MEASURED FETAL AND NEONATAL EXPOSURE TO LUMACAFTOR AND IVACAFTOR DURING PREGNANCY AND WHILE BREASTFEEDING
Aaron T Trimble1, Cameron McKinzie2, Mary Terrell3, Elizabeth Stringer4, Charles Esther Jr3
1Department of Medicine, Division of Pulmonary & Critical Care Medicine, 2Eshelman School of Pharmacy, 3Department of Pediatrics, Division of Pediatric Pulmonology, and 4Department of Obstetrics & Gynecology at The University of North Carolina at Chapel Hill
What was your research question?
CFTR modulators represent an important new class of medication to improve CFTR function, but little is known about their effects on pregnancy. After one of our patients decided to remain on lumacaftor/ivacaftor both while pregnant and to breastfeed following birth, we wanted to know how much drug the baby would be exposed to.
Why is this important?
As health improves for people with CF, more people are choosing to have families of their own. CFTR modulators are an important part of this progress, but little is known about how their use may effect a pregnancy. To date, there is one published report of a woman carrying her pregnancy to term while taking ivacaftor, and there are no such reports for lumacaftor/ivacaftor. Because many women prescribed these drugs will undoubtedly consider pregnancy, it is important for the scientific community to describe and report any experiences to inform patients and providers to develop a medication plan while considering pregnancy and/or breastfeeding.
What did you do?
We reported on the clinical outcome of a mother and her infant daughter from pre-term through six months of age who remained on lumacaftor/ivacaftor during her pregnancy and while breastfeeding. We also measured drug levels in the mother, the infant, as well as breastmilk and cord blood.
What did you find?
The pregnancy was normal and the infant was born without CF and healthy. There were some mild fluctuations in the infant’s liver function that we did not believe were due to exposure to lumacaftor/ivacaftor. We also found high levels of both drugs in cord blood; lumacaftor levels in cord blood were higher than the mother’s blood levels, and ivacaftor levels were similar. We found drug present in breastmilk as well, but at lower levels. The drug was present in infant blood for several months after birth, but were about 1-5% of the mother’s levels.
What does this mean and reasons for caution?

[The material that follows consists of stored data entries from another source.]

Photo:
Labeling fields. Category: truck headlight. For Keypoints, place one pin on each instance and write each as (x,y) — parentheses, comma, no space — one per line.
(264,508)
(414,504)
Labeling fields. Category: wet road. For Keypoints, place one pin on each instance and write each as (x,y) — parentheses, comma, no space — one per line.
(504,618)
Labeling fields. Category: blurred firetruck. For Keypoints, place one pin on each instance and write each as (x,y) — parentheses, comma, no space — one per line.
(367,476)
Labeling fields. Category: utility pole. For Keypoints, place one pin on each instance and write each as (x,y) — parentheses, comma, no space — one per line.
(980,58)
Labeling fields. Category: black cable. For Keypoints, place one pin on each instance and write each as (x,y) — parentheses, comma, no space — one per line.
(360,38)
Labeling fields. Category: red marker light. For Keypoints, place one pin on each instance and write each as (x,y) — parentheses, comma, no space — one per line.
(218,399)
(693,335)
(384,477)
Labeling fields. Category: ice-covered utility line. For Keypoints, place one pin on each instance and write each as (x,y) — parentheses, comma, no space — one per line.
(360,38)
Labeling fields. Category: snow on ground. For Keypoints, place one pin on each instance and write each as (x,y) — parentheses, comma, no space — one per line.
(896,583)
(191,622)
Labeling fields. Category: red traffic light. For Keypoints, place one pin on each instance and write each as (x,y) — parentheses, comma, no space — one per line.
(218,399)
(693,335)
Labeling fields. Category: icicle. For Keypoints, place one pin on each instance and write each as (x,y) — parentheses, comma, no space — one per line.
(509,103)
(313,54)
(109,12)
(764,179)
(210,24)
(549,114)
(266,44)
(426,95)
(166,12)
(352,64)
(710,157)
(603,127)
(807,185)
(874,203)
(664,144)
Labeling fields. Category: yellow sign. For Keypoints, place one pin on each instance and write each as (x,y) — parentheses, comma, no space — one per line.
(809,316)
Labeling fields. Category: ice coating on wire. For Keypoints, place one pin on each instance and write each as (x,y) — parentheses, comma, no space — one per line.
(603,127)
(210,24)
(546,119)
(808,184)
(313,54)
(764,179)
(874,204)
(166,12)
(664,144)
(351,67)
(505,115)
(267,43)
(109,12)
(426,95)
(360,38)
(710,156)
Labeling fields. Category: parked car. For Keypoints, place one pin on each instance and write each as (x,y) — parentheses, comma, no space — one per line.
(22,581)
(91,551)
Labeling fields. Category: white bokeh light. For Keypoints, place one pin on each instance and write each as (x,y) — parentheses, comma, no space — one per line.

Although the patient and her daughter seemed to suffer no ill-effects, this one case report is insufficient to alter the current recommendation that these drugs should be avoided in pregnancy and breastfeeding. Our findings do suggest that both lumacaftor and ivacaftor readily cross the placenta, and that infants may be exposed to the same levels of drug as their mothers during development. Our findings also suggest that the drug is present in breastmilk, and that infants who breastfeed are exposed to low levels of drug. It is also possible that the drug may cause transient abnormalities in liver function in infants.
Because the promise of new treatments will likely enable more people with CF to enjoy healthy lives and relationships, it is very important to collect information about people’s experiences with these drugs with pregnancy and breastfeeding. Although not discussed in this paper, a registry has been created to collect information which will help patients and their providers make informed decisions with regard to CFTR modulators and pregnancy.